- Born: Granville Richard Francis Tompkins 15 May 1918 Islington, London, England
- Died: 6 December 1992 (aged 74) Westminster, London, England
- Occupation: Entrepreneur
- Years active: 1945–1992
- Known for: Founder of Green Shield Stamps and Argos

= Richard Tompkins =

British entrepreneur (1918–1992)

Granville Richard Francis Tompkins (15 May 1918 – 6 December 1992) was a British print, advertising and retail entrepreneur, best known for founding the Green Shield Stamps company, as well as the Argos chain of catalogue stores which became one of the largest retailers in the United Kingdom, and a constituent of the FTSE 100 Index.

==Career==
Richard Tompkins was born in Islington, north London, and worked as an engineering draughtsman during the Second World War, before founding his first printing business in 1945.

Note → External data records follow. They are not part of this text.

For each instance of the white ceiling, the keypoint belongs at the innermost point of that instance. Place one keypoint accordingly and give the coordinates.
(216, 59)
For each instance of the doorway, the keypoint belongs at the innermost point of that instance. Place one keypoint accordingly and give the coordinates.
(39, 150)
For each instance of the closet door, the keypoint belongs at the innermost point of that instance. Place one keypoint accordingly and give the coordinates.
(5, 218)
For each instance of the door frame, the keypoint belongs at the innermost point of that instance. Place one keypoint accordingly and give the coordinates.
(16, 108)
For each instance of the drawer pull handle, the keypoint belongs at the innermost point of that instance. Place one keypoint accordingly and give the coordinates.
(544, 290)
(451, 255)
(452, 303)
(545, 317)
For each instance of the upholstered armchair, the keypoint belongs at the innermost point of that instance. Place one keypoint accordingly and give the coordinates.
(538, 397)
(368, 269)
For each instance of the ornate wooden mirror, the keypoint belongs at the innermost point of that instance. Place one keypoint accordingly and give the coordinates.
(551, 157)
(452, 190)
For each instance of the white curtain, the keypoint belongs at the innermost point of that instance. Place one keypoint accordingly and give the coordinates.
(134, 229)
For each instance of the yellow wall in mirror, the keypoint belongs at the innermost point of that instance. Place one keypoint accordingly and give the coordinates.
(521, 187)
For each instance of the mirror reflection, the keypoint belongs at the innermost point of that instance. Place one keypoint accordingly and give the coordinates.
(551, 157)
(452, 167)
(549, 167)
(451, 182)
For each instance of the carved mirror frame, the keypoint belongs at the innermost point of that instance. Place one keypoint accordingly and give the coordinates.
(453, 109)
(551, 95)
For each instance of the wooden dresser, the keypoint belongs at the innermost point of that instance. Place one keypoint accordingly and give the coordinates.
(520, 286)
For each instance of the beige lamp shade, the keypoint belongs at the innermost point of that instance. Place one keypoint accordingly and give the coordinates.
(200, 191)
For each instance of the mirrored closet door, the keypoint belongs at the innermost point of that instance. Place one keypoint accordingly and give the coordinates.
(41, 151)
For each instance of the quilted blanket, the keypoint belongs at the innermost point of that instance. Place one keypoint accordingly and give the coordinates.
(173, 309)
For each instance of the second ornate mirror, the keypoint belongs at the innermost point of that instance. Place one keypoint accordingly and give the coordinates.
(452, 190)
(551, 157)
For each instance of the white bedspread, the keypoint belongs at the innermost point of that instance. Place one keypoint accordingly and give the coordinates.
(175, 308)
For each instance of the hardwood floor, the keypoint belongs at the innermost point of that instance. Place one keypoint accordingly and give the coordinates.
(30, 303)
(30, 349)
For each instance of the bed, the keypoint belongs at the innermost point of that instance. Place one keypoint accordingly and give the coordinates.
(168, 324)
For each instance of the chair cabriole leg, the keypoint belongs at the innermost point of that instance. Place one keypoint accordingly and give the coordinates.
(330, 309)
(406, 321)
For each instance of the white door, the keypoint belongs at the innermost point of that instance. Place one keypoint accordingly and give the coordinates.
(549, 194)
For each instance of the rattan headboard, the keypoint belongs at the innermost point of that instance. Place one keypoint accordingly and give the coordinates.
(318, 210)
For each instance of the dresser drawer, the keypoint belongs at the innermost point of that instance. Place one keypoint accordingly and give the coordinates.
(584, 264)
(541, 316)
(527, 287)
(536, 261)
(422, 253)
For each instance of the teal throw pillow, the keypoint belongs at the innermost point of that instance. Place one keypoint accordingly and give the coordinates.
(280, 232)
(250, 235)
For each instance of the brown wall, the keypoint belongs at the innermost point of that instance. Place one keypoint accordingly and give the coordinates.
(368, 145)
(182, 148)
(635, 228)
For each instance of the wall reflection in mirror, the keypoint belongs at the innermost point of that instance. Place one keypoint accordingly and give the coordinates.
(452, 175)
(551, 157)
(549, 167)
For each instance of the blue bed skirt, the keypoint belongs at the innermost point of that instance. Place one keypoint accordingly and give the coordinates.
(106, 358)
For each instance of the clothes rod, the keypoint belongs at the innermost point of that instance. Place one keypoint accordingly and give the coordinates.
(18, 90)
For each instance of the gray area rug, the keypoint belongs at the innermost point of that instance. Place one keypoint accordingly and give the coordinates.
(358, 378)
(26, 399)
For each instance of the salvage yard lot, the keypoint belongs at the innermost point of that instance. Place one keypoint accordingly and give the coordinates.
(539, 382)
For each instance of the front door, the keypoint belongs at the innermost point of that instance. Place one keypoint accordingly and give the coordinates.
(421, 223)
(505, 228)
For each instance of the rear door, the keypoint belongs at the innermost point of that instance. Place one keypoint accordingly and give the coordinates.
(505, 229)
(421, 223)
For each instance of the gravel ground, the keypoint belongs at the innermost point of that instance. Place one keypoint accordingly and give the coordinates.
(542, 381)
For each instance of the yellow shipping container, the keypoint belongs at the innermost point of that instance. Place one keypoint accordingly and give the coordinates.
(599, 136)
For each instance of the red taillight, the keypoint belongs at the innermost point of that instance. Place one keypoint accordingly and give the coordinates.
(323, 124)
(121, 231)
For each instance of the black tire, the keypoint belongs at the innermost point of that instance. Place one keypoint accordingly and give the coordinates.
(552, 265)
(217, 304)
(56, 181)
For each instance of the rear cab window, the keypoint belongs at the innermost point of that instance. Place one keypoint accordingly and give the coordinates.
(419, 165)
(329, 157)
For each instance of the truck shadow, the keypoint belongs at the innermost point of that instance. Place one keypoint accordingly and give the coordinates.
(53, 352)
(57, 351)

On holiday in Chicago in the 1950s, Tompkins witnessed the success of S&H Green Stamps, and on his return founded the Green Shield Stamp Trading Company in the United Kingdom.

In 1973, he adapted the format of his Green Shield catalogue shops, used for redeeming trading stamp books, and founded Argos, a catalogue store chain that took cash.
Though independent, Argos operations were closely linked to Green Shield Stamps, and Argos was sold in 1979 to BAT Industries for £35 million.

Tompkins was appointed a Commander of the Order of the British Empire (CBE) in the 1992 Birthday Honours. He died later in the year.